Since LAP is a network-layer anonymity system, it is replacing IP, but it needs a destination IP address for path establishment. At the core of LAP’s design is the notion of “packet-carried forwarding state.” As the name suggests, the idea is that forwarding decisions are made by routers based on encrypted packet headers. Each router can only read forwarding decisions that are encrypted to its own key. A set of these forwarding decisions form an e-path which clients need to communicate with a destination. An e-path is incrementally compiled by on-path routers as a client sends a REQUEST packet—a packet destined for the destination’s IP address. As an on-path router forwards the packet, it appends encrypted forwarding information to the packet. The same happens for a REPLY packet which is sent by the destination after it received a REQUEST packet. Again, on-path routers add encrypted forwarding information to the packet. After the REPLY and REQUEST packets, both the client and destination are in possession of an e-path, now allowing them to communicate without IP addresses. Once the client and destination start to exchange data using their respective e-path, each router on the path decrypts its own forwarding information embedded in the e-path. In a way, LAP can be understood as a mechanism to upgrade IP-based communication to e-path-based communication. However, the system only requires the destination’s IP address at the very beginning; the client does not need an IP address as the destination has an e-path to reply.
In LAP, the client’s ISP learns where she is connecting to, and must therefore be trusted. That’s different in Tor. For LAP, the primary adversary is the destination—the farther you are away from the client topologically, the higher the client’s anonymity set. As a result, the autonomous system right after the client knows the client’s ISP, but not its IP address. (It might know the client’s approximate physical location, though, if the ISP only operates in, say, a single city.) Like Tor, LAP cannot protect against an adversary that controls ingress and egress traffic. In fact, traffic can simply be correlated by looking at the payload. Since LAP does not use onion routing, the encrypted payload never changes as it travels from the client to the destination. E-paths, however, don’t need to be reused. The authors took special care to make e-path construction cheap, so clients are encouraged to rotate them frequently. Another benefit from the lightweight crypto is that computational DoS is less of a problem. LAP also allows clients to tune their desired level of privacy by allowing them to influence the number of hops on the path.

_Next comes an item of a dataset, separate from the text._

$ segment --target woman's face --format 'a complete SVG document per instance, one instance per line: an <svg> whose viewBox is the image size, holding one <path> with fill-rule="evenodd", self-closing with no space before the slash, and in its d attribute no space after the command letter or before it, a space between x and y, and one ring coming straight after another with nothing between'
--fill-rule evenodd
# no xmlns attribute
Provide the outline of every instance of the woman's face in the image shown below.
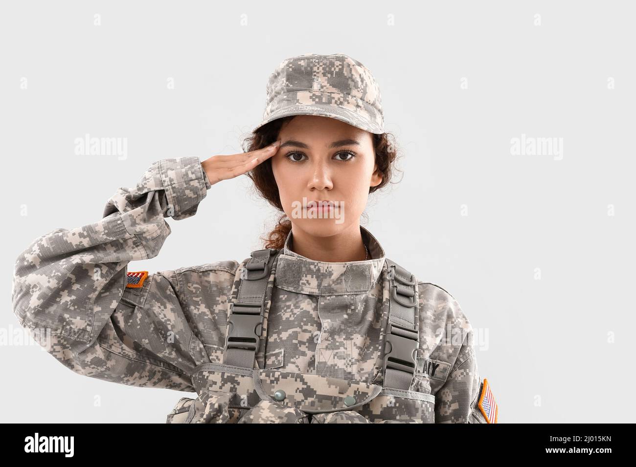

While the bulk of the paper is about sender anonymity, the authors also considered how to implement receiver anonymity. Similar to Tor’s onion services, receiver anonymity is based on a rendez-vous point and a lookup service that allows clients to learn the e-path between the rendez-vous point and the destination.
While LAP seems like a promising first step, it has no way to “evolve” if it were to be fully deployed. What if the crypto needs to be upgraded? What if we need to account for a design aspect that wasn’t considered when LAP was rolled out? If we really have a chance to redesign the ossified address and network layer, we better do it in a way that allows for architectural evolution.